David: Either I've forgotten, or I don't remember any. Really! When we began, for the most part we (and that includes the kids) didn't hang out much with homeschoolers, but with social activists, musicians, nature lovers, and Quakers (with many overlaps between them).

Mary: What is your best advice for new folks starting out now?

David: Just do it! Great Nature in her abundance has provided you with everything you need to know. And you will quickly find out that your children are great teachers. I like to believe (like many philosophers before me), or think it at least worth considering that our individual and wholly unique children chose us specifically as their parents for a reason, and it is our job to figure out why.

And if you ever find yourself particularly stumped about what to do next, how to respond to your children's needs, how to make their learning sing, and how to move to a higher plane, or kick it up a notch, just figure out what they would have done in school, and do the opposite. It works about 90% of the time. Try it - you'll like it. When it doesn't work, you can pin it on me. I will accept the entire blame, though none of the responsibility, for ultimately, as homeschoolers, that is what we have chosen to do for ourselves.

Finally, remember that by the time you are thinking of starting out, you already have!

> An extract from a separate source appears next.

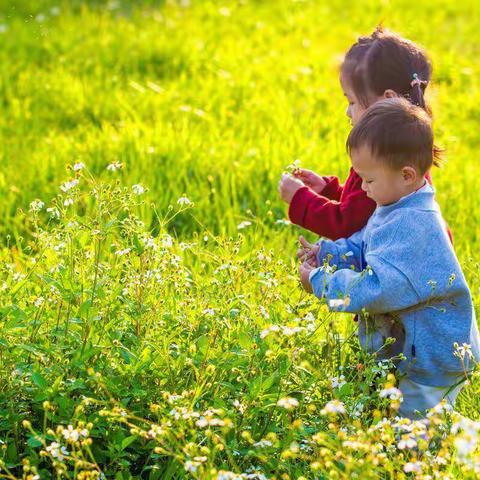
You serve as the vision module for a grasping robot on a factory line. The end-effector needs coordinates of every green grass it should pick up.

Mary: In addition to editing and publishing many books, you have written three homeschooling books: Have Fun. Learn Stuff. Grow. Homeschooling and the Curriculum of Love, published in 2006; Homeschooling and the Voyage of Self-Discovery, published in 2003; and And the Skylark Sings with Me: Adventures in Homeschooling and Community-Based Education, published in 1999. Could you tell us about your newest book, What Really Matters, and how it came to be?

David: The book is a series of dialogues I have had (and continue to have) with former Brown University Associate Dean Joyce Reed. In the'70s, Joyce homeschooled five kids on a mountainside on the Big Island of Hawaii, without electricity, telephones, washing machine, running water, and access to only a tiny community library. Her five children are now very accomplished adults, having all graduated from fine colleges, founding high-tech companies and other businesses, and all continuing on their learning quests.

We decided to explore our own educational backgrounds, and the experience of homeschooling with our own kids, to try to find out what was really important, and what just got in the way, and both exploring and exploding current educational mythologies along the way.

It was a joy to write, and I hope we have revealed some of the unique possibilities that homeschooling presented to us, even as we go about our own journeys of life learning. My hope is that the book will help many take a step back, and begin to see things with new eyes.